Some would say that any way you look at it, Crow is just too unlikable and that Carpenter made a miscalculation in letting his behavior be so over the top. Carpenter is no stranger to anti-heroes but even many fans of Napoleon Wilson and Snake Plissken find Jack Crow to be too much to stomach. I say that Vampires does have its faults but that its abrasive characters aren't one of them. While I wouldn't refer to the movie as camp, there's clearly an element of over-the-top humor here that has gone slightly unappreciated. I mean, when you have a nice Catholic priest being beaten like a dog and then afterwards be asked by his abuser if that sexually aroused him, you've got to concede that the movie is deliberately crossing a line.
A case could be made that Carpenter let Woods improv a little too much, allowing him to play his role like a parody of a macho hard-ass (in contrast, Baldwin delivers a sincere, low-key performance as the loyal Montoya) but it's also hard to deny that his performance helps to make Vampires memorable. Even if it sometimes feels as if he's trying too hard to get a laugh ("Garlic? You wanna try garlic? You could stand there with garlic around your neck and one of these buggers will bend you fucking over and take a walk up your strada-chocolata!"), at the end of the day you've got James Woods as a vampire hunter so even if it isn't perfect, it's still pretty awesome.
From the start, Carpenter has shown a kinship with anti-authority figures - from criminals to rock and rollers - and Vampires may represent his most gleeful celebration of that rebel streak (it's neck and neck with 1996's Escape from L.A. - sending the whole planet into the Dark Ages is awfully hard to top as a "fuck you"). In the wake of L.A.'s failure to reestablish him as a commercial force, Vampires seems to be a case of Carpenter acknowledging, with a middle finger held high, that he's out of step with Hollywood, out of step with the public, out of step with what's fashionable, and not giving a fuck about any of it. This is not a movie that was made by someone looking to ingratiate himself to the masses.

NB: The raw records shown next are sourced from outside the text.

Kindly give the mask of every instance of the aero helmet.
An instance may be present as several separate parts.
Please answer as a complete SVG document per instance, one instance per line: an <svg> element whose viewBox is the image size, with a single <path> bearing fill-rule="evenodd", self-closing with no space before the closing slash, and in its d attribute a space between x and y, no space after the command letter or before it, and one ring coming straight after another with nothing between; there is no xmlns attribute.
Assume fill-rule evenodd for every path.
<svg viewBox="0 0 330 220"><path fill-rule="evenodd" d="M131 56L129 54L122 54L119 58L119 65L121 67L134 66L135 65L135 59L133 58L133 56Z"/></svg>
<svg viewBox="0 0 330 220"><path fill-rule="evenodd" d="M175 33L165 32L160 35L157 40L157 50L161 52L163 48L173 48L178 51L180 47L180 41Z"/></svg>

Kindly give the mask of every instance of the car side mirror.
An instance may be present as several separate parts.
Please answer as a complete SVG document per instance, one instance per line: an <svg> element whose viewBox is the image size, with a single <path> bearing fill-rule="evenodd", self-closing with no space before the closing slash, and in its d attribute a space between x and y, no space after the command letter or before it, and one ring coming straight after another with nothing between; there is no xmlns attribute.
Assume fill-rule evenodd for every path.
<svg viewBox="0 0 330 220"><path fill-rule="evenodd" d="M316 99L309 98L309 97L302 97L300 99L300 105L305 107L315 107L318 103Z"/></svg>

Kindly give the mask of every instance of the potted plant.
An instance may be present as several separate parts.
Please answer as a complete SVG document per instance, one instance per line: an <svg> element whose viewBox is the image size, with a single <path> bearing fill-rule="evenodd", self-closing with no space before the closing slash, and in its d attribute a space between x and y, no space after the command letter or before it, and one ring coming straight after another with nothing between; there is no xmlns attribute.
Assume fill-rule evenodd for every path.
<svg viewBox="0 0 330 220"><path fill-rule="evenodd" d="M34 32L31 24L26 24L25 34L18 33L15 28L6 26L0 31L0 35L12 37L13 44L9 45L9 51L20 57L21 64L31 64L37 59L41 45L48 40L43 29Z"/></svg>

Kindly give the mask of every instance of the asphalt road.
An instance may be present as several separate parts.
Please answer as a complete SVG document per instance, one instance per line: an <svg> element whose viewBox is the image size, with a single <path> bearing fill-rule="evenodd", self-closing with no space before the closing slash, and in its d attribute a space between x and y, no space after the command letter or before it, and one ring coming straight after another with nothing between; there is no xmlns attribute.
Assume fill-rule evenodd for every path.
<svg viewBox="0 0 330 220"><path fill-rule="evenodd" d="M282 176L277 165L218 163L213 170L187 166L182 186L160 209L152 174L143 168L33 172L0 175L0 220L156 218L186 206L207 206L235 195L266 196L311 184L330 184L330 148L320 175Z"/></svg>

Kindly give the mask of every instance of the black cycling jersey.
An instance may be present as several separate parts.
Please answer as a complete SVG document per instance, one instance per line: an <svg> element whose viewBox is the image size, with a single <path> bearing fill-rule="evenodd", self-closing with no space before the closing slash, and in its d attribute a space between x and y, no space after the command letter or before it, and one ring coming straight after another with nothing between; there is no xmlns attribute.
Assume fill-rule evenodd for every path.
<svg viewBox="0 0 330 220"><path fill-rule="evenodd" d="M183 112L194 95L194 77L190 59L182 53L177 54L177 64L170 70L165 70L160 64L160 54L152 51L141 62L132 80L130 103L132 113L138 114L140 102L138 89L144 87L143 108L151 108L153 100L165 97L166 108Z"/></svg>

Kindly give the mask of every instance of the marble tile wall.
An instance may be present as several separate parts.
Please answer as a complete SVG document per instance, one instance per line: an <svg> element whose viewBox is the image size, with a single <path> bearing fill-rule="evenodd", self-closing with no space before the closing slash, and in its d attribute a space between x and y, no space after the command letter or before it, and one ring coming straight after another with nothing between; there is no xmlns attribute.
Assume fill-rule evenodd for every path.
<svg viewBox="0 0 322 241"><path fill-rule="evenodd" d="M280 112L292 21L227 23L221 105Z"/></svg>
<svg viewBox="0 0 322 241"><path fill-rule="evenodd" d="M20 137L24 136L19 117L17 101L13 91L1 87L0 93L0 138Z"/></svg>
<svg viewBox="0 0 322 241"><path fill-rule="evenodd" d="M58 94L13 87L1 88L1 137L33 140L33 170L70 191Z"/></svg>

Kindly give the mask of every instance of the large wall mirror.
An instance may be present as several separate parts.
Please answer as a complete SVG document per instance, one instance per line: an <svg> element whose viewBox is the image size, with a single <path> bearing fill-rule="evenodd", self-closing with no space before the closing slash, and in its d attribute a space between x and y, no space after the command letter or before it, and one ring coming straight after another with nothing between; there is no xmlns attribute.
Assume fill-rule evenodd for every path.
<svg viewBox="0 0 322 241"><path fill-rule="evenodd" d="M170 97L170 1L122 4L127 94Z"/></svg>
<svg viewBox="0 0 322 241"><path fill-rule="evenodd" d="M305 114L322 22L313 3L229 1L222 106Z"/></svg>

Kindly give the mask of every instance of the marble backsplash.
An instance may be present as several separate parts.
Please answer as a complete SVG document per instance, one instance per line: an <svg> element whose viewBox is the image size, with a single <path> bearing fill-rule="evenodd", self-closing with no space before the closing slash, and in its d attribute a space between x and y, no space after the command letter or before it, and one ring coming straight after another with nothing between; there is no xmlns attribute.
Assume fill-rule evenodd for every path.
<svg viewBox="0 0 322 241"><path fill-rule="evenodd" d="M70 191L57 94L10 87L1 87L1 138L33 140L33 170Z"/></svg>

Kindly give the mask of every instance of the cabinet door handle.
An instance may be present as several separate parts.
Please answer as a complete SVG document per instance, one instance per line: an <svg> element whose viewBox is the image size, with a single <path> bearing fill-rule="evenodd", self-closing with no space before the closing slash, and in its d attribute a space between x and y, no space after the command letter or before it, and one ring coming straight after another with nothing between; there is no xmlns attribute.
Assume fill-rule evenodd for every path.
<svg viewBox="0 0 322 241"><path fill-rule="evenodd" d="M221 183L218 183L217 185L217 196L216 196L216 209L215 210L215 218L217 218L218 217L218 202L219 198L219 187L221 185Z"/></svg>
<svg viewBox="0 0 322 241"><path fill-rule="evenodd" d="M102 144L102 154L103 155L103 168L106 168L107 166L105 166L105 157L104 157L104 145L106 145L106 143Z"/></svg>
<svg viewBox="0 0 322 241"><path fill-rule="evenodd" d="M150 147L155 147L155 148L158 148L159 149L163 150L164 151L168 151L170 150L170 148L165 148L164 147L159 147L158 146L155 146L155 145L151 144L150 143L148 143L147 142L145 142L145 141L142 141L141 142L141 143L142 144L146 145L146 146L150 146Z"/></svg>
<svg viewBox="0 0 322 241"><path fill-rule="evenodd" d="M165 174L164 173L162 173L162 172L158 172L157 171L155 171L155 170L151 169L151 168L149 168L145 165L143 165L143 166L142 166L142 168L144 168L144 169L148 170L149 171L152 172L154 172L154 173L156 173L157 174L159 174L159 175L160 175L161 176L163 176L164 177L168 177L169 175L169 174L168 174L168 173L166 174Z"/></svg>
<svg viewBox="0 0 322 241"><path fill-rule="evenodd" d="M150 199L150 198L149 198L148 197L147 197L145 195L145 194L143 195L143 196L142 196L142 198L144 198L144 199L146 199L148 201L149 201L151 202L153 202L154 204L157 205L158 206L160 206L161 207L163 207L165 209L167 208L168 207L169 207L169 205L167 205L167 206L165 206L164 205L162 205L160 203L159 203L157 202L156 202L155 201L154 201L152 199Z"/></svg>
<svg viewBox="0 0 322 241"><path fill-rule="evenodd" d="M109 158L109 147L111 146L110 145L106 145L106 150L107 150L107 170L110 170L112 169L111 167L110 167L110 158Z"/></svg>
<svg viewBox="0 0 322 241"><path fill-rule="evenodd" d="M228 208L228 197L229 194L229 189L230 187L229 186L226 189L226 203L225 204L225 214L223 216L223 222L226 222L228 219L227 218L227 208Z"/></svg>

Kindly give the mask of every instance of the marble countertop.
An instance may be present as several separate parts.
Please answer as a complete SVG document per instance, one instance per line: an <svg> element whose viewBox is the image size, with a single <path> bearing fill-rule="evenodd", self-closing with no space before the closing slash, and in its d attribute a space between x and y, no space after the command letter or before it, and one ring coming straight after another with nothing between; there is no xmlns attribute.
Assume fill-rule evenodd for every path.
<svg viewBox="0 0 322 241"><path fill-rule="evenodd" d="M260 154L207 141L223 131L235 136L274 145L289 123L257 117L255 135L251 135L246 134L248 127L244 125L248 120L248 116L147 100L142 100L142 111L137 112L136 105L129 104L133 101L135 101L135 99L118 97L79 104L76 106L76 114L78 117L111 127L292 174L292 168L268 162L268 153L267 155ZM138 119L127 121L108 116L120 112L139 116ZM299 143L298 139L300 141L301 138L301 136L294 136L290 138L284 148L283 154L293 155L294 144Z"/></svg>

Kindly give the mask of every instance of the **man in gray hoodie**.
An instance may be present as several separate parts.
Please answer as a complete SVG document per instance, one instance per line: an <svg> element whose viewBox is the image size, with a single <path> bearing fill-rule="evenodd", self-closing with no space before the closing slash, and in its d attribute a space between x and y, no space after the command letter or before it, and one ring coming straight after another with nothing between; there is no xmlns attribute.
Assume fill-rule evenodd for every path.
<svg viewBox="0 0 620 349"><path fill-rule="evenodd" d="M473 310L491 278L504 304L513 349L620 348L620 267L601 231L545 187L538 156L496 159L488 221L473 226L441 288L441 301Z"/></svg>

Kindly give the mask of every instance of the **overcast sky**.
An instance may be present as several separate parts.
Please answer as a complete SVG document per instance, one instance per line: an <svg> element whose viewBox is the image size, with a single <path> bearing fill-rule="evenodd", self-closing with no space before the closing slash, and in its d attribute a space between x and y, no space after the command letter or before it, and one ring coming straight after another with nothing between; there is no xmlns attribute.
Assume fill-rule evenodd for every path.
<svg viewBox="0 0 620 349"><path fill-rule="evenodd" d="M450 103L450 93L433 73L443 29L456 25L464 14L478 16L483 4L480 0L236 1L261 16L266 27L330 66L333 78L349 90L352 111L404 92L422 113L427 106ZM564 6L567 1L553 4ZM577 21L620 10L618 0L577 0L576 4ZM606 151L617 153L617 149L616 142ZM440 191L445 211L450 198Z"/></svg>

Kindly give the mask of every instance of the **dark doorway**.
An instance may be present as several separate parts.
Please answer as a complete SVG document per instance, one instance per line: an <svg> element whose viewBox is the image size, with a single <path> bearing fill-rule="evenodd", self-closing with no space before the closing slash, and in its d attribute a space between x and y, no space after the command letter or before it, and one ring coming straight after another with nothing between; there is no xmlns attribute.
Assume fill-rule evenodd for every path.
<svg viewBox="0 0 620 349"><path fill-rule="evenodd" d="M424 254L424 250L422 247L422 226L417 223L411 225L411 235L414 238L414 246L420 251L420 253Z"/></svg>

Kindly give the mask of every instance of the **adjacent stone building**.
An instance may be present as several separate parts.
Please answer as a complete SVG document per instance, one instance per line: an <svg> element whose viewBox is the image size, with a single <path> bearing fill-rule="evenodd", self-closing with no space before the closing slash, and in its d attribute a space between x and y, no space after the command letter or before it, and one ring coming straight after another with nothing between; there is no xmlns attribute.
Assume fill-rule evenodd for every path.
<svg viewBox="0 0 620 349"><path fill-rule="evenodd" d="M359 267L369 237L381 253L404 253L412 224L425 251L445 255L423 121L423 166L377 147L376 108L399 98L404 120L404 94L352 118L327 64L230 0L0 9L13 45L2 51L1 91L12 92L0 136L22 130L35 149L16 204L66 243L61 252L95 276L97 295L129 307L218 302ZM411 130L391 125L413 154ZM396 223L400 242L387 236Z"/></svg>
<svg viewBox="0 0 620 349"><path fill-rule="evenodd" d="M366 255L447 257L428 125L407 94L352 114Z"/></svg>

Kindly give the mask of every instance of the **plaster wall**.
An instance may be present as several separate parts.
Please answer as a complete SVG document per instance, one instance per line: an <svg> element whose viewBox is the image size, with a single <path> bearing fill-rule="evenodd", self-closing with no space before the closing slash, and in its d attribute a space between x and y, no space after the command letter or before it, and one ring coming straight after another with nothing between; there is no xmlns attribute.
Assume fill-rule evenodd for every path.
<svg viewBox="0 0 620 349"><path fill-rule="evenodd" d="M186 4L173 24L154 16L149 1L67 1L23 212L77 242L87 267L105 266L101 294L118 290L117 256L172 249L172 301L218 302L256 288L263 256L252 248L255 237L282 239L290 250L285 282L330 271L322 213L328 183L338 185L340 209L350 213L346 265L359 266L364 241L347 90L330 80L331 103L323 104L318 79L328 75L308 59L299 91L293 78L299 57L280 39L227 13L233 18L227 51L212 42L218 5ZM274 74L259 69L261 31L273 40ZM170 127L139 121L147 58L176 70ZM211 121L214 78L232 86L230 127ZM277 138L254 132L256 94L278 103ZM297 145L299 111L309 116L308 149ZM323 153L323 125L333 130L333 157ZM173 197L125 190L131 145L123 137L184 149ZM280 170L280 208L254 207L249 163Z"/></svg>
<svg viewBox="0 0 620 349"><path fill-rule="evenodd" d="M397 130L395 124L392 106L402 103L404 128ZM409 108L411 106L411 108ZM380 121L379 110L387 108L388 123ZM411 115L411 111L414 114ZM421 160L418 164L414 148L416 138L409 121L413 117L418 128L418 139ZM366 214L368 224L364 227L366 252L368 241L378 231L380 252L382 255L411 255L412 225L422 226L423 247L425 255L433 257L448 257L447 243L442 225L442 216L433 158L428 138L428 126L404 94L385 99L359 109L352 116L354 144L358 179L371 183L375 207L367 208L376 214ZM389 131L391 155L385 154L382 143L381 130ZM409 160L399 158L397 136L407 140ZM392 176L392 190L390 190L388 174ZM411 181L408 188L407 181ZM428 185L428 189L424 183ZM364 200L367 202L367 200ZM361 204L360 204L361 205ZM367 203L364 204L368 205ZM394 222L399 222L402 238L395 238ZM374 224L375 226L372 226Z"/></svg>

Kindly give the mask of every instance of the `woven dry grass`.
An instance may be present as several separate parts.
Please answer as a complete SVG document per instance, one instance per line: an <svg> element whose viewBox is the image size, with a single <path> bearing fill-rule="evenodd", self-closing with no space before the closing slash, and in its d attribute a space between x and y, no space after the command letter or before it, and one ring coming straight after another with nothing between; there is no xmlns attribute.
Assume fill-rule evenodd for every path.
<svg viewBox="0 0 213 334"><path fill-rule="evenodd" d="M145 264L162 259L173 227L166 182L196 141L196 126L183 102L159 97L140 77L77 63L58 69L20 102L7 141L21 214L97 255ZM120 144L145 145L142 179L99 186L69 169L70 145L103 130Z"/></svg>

At the time of its release, Vampires suffered from comparison with the much slicker Blade, which had proceeded it into theaters by a few months. That film was state-of-the-art in a way that the lower-budgeted Vampires wasn't and I think that initial perception of not being "top of the line" still haunts Vampires. But while Vampires' action isn't so hot (watching one vampire after another be dragged out of their nest via a steel cable gets to be sluggish), the practical FX from KNB are nicely accomplished. More importantly, the relationships between the characters play out in a satisfying fashion and that's something that doesn't date with the passing years.
Yeah, in the short run it might have been cool if a bigger budget had allowed Vampires to compete head on with other films in the market then but I still love it when Father Adam steps up and blows a hole through the traitorous Cardinal Alba's chest, or when Montoya fights on after having his neck ripped open and he rides to Crow's rescue.
Those are the moments where Vampires' heart lies and whether the film is ever seen as classic Carpenter or not, that's something that time won't be able to drive a stake through.